February 9, 2016
Jupiter, FL - A lawsuit filed by the U.S. Department of Justice accuses Jack Nicklaus' and his Palm Beach County golf course The Bear's Club, of filling in the above amount of allotted wetlands to make more room for tees and fairways.
In October the DOJ filed the lawsuit and in it the Feds claim the course builders filled in a environmentally sensitive near what is now the 15th hole.
Lawyers for the club have filed a motion to dismiss the case, claiming the project had the State of Florida's approval to make changes on the property and had agreed to protect wetlands elsewhere on the property and pay $140,000 as compensation.
Attorneys for The Bear's Club claim the changes made during the construction of the course were minor and claim the suit has little, if any solid ground to stand on.
Founded by Jack and Barbara Nicklaus, The Bear's Club originally opened up back in 1999 and was considered at that time one of Jack's better designs.
The 300-plus acre golf club is located north part of Palm Beach County and granted approval by the federal government to fill in roughly 17 acres of wetlands during the construction process.

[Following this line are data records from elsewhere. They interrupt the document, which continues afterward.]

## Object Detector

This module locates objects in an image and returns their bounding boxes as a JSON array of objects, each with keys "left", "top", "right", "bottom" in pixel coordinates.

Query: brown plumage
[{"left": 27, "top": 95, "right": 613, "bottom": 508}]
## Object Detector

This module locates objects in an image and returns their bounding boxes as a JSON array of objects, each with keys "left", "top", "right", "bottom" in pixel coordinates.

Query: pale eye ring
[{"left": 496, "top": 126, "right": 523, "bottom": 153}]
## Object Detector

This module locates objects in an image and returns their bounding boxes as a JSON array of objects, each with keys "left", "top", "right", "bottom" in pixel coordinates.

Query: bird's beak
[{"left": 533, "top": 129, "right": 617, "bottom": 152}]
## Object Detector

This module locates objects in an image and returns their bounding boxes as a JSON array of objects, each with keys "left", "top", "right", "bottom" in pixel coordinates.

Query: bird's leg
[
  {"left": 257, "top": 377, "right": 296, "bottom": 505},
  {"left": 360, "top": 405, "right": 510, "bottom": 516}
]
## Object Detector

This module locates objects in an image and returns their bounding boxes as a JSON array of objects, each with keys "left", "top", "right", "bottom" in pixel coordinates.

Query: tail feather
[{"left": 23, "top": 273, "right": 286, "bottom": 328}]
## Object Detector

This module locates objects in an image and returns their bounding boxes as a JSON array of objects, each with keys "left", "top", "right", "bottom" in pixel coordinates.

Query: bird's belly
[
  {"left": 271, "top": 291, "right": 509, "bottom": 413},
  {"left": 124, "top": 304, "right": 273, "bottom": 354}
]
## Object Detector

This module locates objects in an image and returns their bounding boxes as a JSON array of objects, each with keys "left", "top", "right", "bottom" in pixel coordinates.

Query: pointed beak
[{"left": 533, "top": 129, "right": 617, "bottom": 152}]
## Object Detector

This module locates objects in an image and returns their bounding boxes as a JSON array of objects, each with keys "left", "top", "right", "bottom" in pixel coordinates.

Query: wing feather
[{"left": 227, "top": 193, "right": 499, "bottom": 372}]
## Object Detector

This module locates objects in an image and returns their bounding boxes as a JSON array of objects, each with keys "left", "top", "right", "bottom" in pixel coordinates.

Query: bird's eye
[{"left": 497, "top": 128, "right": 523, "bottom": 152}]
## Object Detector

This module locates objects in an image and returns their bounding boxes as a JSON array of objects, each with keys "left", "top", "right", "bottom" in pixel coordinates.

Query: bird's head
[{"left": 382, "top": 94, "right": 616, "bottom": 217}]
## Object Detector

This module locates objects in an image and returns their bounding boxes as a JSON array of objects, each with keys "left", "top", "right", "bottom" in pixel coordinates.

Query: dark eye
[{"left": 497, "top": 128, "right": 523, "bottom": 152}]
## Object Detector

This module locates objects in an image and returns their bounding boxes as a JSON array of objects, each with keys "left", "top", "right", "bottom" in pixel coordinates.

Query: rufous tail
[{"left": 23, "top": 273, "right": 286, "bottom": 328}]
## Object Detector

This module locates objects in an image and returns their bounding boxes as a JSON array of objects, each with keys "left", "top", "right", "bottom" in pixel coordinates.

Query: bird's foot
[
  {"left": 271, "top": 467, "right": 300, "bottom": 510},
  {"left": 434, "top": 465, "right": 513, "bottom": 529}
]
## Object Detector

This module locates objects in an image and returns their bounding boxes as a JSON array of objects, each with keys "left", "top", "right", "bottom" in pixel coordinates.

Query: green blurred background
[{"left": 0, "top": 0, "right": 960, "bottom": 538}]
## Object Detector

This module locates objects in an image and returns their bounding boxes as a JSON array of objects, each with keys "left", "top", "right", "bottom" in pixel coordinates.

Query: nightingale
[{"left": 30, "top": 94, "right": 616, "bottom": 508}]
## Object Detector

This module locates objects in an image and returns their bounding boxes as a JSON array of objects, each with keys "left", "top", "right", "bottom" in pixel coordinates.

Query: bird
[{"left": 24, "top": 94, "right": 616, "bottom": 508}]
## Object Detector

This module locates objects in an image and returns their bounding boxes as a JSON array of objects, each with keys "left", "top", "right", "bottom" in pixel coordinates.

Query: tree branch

However, according to the lawsuit federal officials argue that almost an acre of additional wetlands was filled in by the developers without approval by the federal government, which violates the Clean Water Act.
The area in question allowed for expansion of a fairway and the relocation of a tee box.
Apparently, it wasn't until 2010 that the federal government learned about the additional wetlands that was filled in, but failed to act on until now, with the statute of limitations due to expire.
According to the papers filed in the motion to dismiss the land involved was under state jurisdiction and the work in questioned was authorized by a Florida state agency.
For its part, federal officials argue any work involving wetlands requires the approval of the Army Corps of Engineers something The Bear's Club never sought, nor received. In its filing last week the U.S. Government maintains that the property filled-in land was supposed to remain within its natural state.
While the chances of returning the land in question back to its original state is slim, any ruling in favor of the government could force the developers to pay monetary damages and force the club to create additional wetland areas within the property.